In the Department of Jobs You’re Glad You Don’t Have, Mr. and Mrs Wonderaccount (right across the street) have hired a team of painters to spiff up their shack. I need those guys over here, too. But…well…luring them to my house would require me to get up off my duff. And I ain’t about to do that!

How Did They Live That Long?

Old age is creepin’ up, y’know. Where the heck did THAT come from, eh????

Welp…as I get older, I do find myself wondering…

* How DID I get this old?
* How much older will I get? and
* Do I care?
* What can I do to stay in my home until I croak over: to avoid being locked up in an old-age prison?
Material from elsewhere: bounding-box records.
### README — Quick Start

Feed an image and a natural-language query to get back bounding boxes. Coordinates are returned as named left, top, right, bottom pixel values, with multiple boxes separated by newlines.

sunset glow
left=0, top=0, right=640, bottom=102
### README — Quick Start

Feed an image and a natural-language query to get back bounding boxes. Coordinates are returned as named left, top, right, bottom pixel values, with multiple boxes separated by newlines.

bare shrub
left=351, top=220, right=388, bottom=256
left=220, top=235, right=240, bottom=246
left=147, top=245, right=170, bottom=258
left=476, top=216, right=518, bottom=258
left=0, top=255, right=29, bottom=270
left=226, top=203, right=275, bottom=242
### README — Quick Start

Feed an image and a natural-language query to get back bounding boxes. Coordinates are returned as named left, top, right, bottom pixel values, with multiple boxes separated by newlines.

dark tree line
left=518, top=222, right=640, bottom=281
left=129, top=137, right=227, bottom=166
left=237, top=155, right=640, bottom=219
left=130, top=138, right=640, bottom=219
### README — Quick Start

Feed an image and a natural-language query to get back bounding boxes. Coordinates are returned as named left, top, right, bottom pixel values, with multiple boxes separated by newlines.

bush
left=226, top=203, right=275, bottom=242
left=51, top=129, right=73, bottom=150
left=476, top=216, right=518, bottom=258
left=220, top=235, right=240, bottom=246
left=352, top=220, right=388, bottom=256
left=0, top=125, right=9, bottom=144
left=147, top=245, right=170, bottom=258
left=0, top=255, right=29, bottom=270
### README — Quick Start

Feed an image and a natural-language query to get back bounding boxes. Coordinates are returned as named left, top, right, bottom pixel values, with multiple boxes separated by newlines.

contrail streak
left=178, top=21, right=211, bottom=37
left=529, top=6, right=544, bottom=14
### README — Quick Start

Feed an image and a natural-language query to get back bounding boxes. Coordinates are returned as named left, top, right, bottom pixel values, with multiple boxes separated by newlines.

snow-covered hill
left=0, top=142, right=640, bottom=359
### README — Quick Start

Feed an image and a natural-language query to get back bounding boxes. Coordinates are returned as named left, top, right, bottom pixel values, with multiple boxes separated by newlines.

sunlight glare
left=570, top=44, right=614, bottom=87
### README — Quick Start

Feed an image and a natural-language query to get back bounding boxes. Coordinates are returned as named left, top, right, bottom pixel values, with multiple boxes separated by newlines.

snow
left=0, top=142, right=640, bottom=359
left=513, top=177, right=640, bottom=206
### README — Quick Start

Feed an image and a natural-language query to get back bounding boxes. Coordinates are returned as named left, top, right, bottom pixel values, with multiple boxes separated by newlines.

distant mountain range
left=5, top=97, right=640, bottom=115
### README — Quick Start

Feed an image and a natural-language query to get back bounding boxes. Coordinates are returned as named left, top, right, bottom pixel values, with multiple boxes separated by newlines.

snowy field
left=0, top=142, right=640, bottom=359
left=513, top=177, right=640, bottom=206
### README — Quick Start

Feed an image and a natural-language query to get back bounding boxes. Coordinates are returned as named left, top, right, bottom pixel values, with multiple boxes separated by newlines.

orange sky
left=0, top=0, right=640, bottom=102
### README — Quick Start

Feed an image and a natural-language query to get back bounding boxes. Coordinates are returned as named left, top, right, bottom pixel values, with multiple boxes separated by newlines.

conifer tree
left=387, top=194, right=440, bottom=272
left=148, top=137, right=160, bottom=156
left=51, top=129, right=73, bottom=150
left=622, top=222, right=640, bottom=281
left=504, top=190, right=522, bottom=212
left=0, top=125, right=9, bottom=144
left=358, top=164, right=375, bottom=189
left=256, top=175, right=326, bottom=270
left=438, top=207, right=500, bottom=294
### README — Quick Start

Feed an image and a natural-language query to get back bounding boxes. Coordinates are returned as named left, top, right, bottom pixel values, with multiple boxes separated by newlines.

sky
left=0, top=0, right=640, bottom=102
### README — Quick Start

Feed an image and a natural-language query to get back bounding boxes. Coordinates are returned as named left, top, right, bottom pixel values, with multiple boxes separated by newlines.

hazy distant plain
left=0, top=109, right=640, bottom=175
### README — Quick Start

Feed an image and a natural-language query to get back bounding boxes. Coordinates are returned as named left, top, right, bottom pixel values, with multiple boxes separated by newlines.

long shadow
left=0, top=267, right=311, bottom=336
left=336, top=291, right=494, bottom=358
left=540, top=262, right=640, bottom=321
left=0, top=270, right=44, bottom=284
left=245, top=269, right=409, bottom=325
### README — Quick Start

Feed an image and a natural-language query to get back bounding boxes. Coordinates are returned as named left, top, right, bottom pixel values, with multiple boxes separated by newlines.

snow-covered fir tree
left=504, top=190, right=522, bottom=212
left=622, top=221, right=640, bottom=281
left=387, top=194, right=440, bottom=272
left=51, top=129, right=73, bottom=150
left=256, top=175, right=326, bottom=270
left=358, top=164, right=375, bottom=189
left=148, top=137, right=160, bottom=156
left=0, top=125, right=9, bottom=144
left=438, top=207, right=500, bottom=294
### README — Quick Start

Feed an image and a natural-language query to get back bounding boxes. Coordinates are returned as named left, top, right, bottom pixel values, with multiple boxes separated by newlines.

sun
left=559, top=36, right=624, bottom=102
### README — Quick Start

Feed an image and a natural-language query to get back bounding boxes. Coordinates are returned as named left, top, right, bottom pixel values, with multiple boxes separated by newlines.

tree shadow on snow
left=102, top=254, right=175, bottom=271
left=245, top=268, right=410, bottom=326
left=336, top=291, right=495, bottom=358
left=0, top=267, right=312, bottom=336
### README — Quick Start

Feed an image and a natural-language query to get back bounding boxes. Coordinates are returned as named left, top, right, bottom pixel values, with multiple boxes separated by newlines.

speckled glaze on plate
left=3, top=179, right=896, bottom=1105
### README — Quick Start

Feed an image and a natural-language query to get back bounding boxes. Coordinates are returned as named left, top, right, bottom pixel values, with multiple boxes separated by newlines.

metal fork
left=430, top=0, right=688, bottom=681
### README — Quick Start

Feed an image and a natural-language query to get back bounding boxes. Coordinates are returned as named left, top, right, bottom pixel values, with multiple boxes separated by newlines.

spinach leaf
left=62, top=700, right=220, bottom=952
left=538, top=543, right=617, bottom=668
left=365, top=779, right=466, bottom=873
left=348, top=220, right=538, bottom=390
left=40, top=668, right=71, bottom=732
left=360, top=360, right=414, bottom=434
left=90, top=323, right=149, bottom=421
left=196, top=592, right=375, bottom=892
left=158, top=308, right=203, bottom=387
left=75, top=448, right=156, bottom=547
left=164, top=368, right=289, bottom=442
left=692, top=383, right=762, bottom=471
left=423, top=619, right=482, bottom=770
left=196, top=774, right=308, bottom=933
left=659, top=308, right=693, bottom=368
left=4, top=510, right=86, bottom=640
My father thought old-age homes were The Business. He tried to persuade my mother to move out of their pretty little house in Sun City to enter an institution called Orangewood, here in north Central Phoenix.

She would have none of it. And she succeeded in resisting until she croaked over from the cancer brought on by her incessant tobacco-puffing: right at about the age of 65. The minute he got her urnful of ashes installed in the local mortuary, he was out the door! 

Sold their sweet Sun City house and moved himself into that Orangewood prison and felt mighty proud that he’d done so.

His best friend there shot himself in the head. You’d think that might have told him something, wouldn’t you? Maybe it did, but he had the sense not to articulate the lesson out loud.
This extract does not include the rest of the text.